One problem with RPG combat is my old foe, abstraction vs. detail. On the outer edge of the abstraction end of the spectrum, the die rolls simply describe the ebb and flow of combat. The die rolls don’t have any real correlation to details of the fight beyond what the players and GM describe. You won. How did you win? You lost. Here’s how you lost. While this gives players free reign over what happens during the combat scene and can work well with players who are good at improvising and working together to keep everything making sense, the gap between the die rolls and the descriptions can make the rules seem meaningless. It’s kind of like a video game where you randomly mash the buttons and occasionally your guy does something cool but you have no idea why. You’re not really making any decisions that affect the outcome, regardless of how much control you take over describing the roll.

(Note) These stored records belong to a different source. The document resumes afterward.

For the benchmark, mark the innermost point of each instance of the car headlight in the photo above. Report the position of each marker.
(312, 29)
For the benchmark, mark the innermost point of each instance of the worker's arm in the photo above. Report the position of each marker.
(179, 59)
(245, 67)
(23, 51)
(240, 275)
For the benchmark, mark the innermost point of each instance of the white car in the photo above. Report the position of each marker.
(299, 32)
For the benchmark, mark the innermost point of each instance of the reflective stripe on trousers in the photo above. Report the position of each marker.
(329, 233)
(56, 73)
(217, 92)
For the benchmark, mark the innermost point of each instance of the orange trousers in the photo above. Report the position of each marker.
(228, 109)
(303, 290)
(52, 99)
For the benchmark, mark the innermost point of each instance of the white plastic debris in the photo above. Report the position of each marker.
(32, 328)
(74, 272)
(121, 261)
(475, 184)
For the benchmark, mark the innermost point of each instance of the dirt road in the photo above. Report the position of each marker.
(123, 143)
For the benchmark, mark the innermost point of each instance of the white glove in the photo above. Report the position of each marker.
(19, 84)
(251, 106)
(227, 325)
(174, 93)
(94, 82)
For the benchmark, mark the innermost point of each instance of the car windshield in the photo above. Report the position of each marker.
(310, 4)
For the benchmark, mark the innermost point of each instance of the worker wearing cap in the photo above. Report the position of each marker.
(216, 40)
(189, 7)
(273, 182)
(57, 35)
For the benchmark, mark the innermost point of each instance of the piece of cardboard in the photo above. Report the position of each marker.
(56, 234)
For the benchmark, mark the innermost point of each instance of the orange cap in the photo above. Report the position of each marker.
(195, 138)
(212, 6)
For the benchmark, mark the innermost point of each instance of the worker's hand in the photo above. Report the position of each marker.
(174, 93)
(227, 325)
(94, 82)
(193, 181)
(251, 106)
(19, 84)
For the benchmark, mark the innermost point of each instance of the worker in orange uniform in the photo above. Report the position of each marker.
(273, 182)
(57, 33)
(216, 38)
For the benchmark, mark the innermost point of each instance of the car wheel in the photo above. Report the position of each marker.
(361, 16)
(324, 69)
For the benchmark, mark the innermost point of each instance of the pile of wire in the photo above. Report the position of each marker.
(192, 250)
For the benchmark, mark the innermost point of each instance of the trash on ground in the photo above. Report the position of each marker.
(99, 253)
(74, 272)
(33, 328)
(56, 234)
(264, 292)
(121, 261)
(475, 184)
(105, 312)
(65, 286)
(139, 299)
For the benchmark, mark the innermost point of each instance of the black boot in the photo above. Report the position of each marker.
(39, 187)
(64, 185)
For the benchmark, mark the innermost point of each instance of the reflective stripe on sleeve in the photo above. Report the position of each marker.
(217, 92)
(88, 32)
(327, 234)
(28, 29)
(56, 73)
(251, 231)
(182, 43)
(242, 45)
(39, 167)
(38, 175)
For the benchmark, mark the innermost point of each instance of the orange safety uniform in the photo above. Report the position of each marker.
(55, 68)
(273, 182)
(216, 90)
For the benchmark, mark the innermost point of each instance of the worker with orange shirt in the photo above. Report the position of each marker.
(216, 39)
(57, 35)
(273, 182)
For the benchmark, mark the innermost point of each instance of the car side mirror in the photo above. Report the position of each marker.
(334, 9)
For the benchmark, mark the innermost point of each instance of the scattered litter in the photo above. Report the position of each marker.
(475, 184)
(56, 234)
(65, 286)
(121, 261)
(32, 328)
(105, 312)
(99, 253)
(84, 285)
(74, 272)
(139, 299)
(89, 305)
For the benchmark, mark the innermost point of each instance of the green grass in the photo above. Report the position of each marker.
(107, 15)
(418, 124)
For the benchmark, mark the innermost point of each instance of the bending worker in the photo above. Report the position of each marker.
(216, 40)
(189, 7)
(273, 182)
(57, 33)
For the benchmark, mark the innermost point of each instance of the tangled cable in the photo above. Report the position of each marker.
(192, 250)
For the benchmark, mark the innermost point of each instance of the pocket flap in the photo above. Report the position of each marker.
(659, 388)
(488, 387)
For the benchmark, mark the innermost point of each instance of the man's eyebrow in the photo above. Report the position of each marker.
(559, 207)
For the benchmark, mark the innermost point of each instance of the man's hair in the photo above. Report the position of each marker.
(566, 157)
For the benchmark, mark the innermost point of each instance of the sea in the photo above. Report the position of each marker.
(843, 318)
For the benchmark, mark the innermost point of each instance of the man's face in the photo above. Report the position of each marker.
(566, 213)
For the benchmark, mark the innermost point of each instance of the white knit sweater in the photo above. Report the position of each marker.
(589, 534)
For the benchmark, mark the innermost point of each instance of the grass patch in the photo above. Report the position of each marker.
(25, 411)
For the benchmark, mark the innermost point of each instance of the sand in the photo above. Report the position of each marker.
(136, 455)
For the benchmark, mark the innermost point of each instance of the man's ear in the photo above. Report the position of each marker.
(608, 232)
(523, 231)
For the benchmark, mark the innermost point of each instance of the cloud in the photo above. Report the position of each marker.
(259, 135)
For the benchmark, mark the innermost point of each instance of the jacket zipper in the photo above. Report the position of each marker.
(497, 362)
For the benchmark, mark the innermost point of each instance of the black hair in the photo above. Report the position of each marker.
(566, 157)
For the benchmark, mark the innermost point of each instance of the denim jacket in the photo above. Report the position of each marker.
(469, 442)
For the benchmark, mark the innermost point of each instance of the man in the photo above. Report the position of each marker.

On the detail end of things, more correlation between the die rolls and the on-screen action requires more complicated game rules. Only instead of having to learn which combination of buttons to push to do a backflip, you’ve got to learn a rule new and probably do more complex math than you’d have to do if you just hit him with your stick. On the extreme end of the detail side of the spectrum, you get into facing rules and femoral artery integrity checks that tend to bring the story to a grinding halt while the GM tries to remember how to use a scientific calculator.
Another problem with RPG combat it’s usually about attrition: You win the battle by hitting the other guy until he runs out of hit points or wound levels or vigor or whatever a particular game calls it. Games that try to present an alternatives usually fall into two camps. The first consists of (often highly random) instant kill options that work great for NPCs but are too deadly for PCs unless you’re playing a game like Paranoia where frequent character death doesn’t kill the continuity of the story. The other option is a more story game type system where the characters are more or less immortal but losing a battle has other consequences to the story. I have two major complaints about this kind of system: (1) At this level of abstraction, you might as well just save time on combat rolls and resolve the battle with a single die roll; (2) Since losing a battle should always have consequences (otherwise there’s no reason to include the battle), making consequences the cost of losing doesn’t really accomplish anything. It makes it feel like there are no stakes to the fight scene. It’s kind of a like a Die Hard movie where Bruce Willis never bleeds and his shirt stays clean.
So, I’ve got (at least) three starting goals for trying to revamp combat:
- Find the right level of abstraction so die rolls and player decisions feel meaningful without introducing complexity that kills the momentum.
- Try to make cool combat stunts at least as (and preferably more) effective than hitting the other guy with a stick
- Try to find alternatives to combat by attrition that don’t involve highly random death or combat without stakes. Barring that, at least look into options for making attrition more closely model dramatic pacing in action movies.